To see this loneliness given expression, we need only look at children’s stories and entertainment. When I was a child, my television friends were Bugs Bunny, Foghorn Leghorn, Daffy Duck, Scooby Doo and Bullwinkle. Especially Bugs. Now, Bugs is a funny fellow, as are the other characters I loved, but he’s nothing like an actual rabbit, even in appearance, is he? Why even depict him, or any cartoon character, as an animal? Why Mighty Mouse, Woody Woodpecker, Eeyore, the White Rabbit, etc.? Couldn’t they all be people? They basically are people, just ones wearing funny animal suits.
What does this tell us? That we long to reconnect to animals. We miss them, and as long as we do, we’ll insert them into our culture any way we can. On greeting cards, calendars, animated programs, children’s book illustrations, T-shirts, etc., etc. We’ll also put them in zoos, basically prisons for innocents, and go to gawk at them in an odd and wholly inappropriate gesture of reconnection. Our popular culture indicates a deep yearning within us to restore something beautiful that has been lost.
To be sure, the reasons for our isolation are clear and reasonable enough. Animals threatened us. Whether lions, tigers or bears, whether locusts, snakes or scorpions, whether disease carrying rats, flies or birds, we built our cities and homes to shelter us from the danger so many of our fellow inhabitants of this world presented. But we’ve gone too far. We have created a sterile, barren environment. Wherever you are, sitting right now and reading your computer screen, try to imagine this same spot of land five hundred years ago, and for tens of thousands of years before that. It was very likely a lush forest with a vibrant, cosmopolitan atmosphere of squawking, hiding, howling, hunting, slithering, jumping animals. The land pulsated. The animals had an alertness we can only dream about, knowing that every move they made or failed to make could be fatal. In this threatening world of predators and prey, still they managed to mate and raise children. Surrounded by creatures utterly different from them, they shared and persevered. Consciously or simply instinctually, they participated in life, just as their descendants still do in the vast but ever shrinking expanses of forest that yet survive on our world. But for us, our world has been reduced to slabs, boxes, and slick surfaces. We see a spider or cockroach run along our walls, or a line of ants moving back and forth across our floor and we nearly freak out. “EWwww! How did these animals get in here?”

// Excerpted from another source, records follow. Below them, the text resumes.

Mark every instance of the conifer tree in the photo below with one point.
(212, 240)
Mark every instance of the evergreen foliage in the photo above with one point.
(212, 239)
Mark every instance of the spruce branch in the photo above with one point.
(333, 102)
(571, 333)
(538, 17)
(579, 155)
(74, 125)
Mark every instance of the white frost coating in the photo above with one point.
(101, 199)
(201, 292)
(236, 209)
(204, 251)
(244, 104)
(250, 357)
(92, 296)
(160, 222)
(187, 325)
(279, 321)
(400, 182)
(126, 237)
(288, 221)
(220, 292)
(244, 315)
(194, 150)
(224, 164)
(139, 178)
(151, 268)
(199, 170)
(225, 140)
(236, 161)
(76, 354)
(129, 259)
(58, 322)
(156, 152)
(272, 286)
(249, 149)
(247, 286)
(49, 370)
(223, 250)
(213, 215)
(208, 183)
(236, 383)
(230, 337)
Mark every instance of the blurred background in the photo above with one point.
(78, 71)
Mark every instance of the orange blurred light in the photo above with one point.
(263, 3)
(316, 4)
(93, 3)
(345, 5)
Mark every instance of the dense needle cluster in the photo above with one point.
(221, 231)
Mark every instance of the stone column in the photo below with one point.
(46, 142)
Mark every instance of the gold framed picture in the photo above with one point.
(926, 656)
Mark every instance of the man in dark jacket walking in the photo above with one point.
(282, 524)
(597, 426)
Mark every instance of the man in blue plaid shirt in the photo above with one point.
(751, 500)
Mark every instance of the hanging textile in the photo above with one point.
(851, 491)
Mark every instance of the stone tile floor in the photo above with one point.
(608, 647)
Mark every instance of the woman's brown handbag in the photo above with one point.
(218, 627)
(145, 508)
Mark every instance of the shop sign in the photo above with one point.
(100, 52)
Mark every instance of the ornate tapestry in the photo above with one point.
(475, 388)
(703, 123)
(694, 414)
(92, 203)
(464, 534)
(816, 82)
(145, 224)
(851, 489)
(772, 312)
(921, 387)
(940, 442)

Our isolationist course has taken us to, and perhaps beyond, the tipping point. The latest hypothesis to explain the disappearance of honey bees in some parts of the world is that mobile phone “noise” is disrupting the bees’ homing sensors. Once they leave the hive to gather pollen, they can’t find their way back. The hives die. It’s hard to proffer a more essential species than the honeybee. Most of the world’s crops depend on them for pollination. So, will it be mobile phones that ultimately do us in? If so, I see a profoundly sad irony in that. Our isolated, lonely species, robbing the planet of its life force, while we go on chattering, chattering, chattering among ourselves.